The Competition is the hub of Cannes’ “Official Selection” from which other programming spokes emerge, including premieres of films not in competition; a specific selection of films by newer filmmakers; short films and student films; restorations of films over twenty-five years old; films shown nightly on the civic beach that are free to all; and a selection of “immersive” works that requires its own building and viewing devices. There is also the Market (Marchdu Film), to which anyone in the industry can buy a pass, and people do, in the thousands. The Market is where much of the business of selling and buying takes place and where many more films than those in the Official Selection are shown in small screening rooms to potential distributors or investors.

In addition to all this there are three significant parallel international festivals taking place simultaneously in Cannes, each in its own separate location, each open to anyone accredited to the Festival and also to the Cannes public who may buy individual tickets to screenings. The organizers of the festival, toward the end of Cannes’ ten-day run, invite students and other cinephiles to enjoy the festival’s final days with a new batch of accreditations and tickets. If this seems somewhat confusing, that’s because it is; the parameters of attendance seem to change annually. No one is ever told about the changes in advance. In other words, attending this festival is NOT a simple matter. One cannot just show up: you need an accreditation badge to enter the Palace of Festivals and Congresses where the Official Selection films are shown with superlative projection and sound.

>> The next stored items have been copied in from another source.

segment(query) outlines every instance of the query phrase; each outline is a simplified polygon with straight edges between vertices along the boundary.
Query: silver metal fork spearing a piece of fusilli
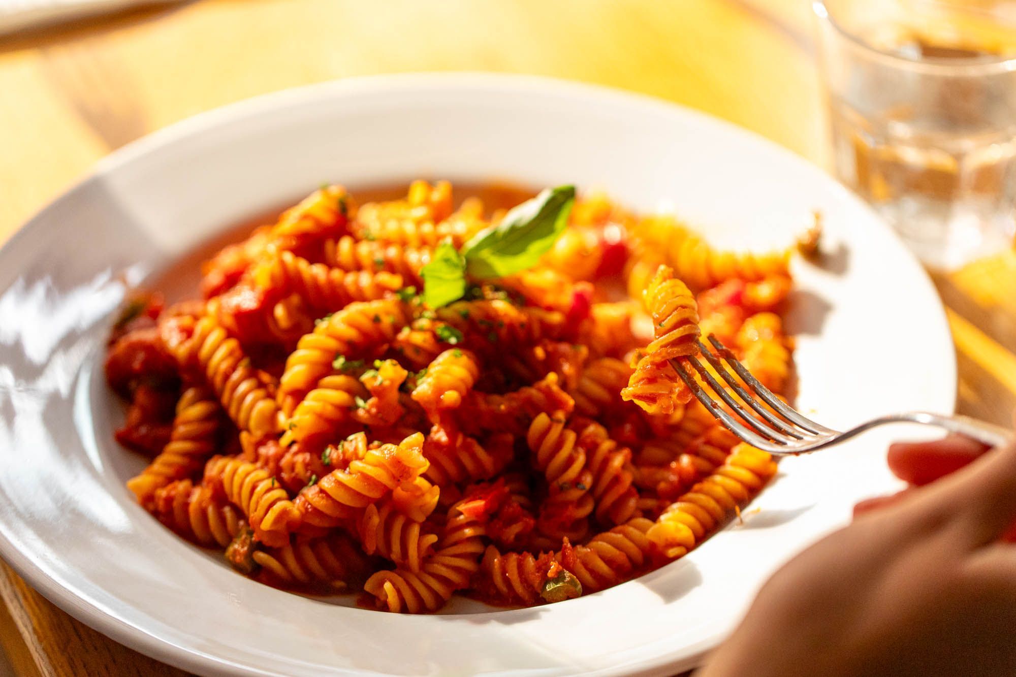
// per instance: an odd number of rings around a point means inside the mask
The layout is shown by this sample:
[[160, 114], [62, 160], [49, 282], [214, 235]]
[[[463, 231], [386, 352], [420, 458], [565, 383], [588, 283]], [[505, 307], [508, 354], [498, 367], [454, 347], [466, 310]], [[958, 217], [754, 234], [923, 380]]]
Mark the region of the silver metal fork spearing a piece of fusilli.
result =
[[[698, 342], [699, 351], [706, 362], [726, 382], [729, 391], [695, 356], [671, 360], [671, 364], [698, 401], [731, 432], [752, 446], [770, 453], [783, 455], [816, 451], [833, 444], [839, 444], [866, 430], [889, 423], [920, 423], [938, 426], [990, 446], [1000, 446], [1014, 439], [1012, 432], [983, 421], [966, 416], [941, 416], [929, 412], [906, 412], [881, 416], [849, 430], [838, 432], [802, 416], [800, 412], [782, 403], [769, 388], [752, 376], [751, 372], [734, 357], [734, 353], [724, 347], [718, 338], [710, 335], [708, 341], [713, 352], [710, 352], [701, 341]], [[689, 371], [689, 366], [709, 384], [713, 392], [731, 408], [733, 414], [709, 395]], [[731, 372], [732, 369], [734, 373]], [[738, 380], [738, 377], [748, 386], [747, 389]], [[737, 394], [737, 397], [731, 392]], [[755, 415], [745, 409], [738, 402], [738, 398], [744, 402], [744, 405], [747, 405]]]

Stellan Skarsgård and Elle Fanning in Sentimental Value

This year saw films from Brazil (Keber Mendoca Filho’s The Secret Agent), China (Bi Gan’s Resurrection), France (Oliver Laxe’s Sirat, shot in Morocco and Spain, and Hafsia Herzi’s The Little Sister), Germany (Mascha Schilinski’s Sound of Falling), Iran (Jafar Panahi’s Just an Accident), Iraq (Hasan Hadi’s The President’s Cake), Nigeria (Akinola Davies Jr.’s My Father’s Shadow) and Norway (Joachim Trier’s Sentimental Value, starring Stellan Skarsgård, Renate Reinsve and Elle Fanning), win the major awards. Other films I thought distinguished were Fatih Akin’s Amrum, about an adolescent on a small German North Sea island in the waning days of World War II; Ukrainian filmmaker Sergei Loznitsa’s meticulous drama, Two Prosecutors, in which a young Soviet lawyer seeks justice during the height of Stalin’s purges in 1937; the Dardennes Brothers’ humanist drama, Young Mothers, set in a caring facility for girls giving birth in Liege; and Simon Mesa Soto’s comic and sad A Poet, about a middle-aged “poet” who, divorced, and still living with his mother in Medellin, tries, with disastrous results, to mentor a student.

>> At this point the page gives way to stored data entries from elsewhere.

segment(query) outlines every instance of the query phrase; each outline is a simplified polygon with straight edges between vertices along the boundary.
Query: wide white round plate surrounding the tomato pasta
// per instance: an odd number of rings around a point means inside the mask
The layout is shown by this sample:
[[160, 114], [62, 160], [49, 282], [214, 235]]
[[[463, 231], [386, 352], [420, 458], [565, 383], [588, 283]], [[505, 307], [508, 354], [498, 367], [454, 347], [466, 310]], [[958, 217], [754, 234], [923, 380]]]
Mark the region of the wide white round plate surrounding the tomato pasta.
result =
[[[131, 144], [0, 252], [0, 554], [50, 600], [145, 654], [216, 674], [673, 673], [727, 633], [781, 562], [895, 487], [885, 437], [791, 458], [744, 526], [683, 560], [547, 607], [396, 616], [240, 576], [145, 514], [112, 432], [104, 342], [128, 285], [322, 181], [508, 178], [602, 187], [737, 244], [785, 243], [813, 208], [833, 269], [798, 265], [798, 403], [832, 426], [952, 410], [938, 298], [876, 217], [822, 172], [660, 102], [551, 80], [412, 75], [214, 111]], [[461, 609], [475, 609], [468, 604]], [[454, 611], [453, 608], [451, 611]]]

Several American films also premiered at Cannes. Many were liked but none were big prize winners. One American film I thoroughly enjoyed, however, is the perky and charming feature, Nouvelle Vague (above top), by the prolific and genre-jumping independent Texas filmmaker, Richard Linklater. It is in French (with English subtitles) and in black-and-white – just like Jean-Luc Godard’s first feature film, Breathless (À Bout de Souffle, starring Jean-Paul Belmondo and Jean Seberg), whose making in 1959 Linklater breezily recreates.

The good news is that virtually all these films have been acquired for US distribution, and since all of them are potential end-of-the-year award winners, they will likely be available to make FilmColumbia a most thrilling international film festival, perfect for inaugurating the restored Crandell.

Larry Kardish, senior curator emeritus for film and media at New York’s Museum of Modern Art, teaches in the masters of directing program at School of Visual Arts in New York. He is Co-Executive Director and Co-Artistic Director of FilmColumbia, and yearly brings the world’s best and latest films to Chatham.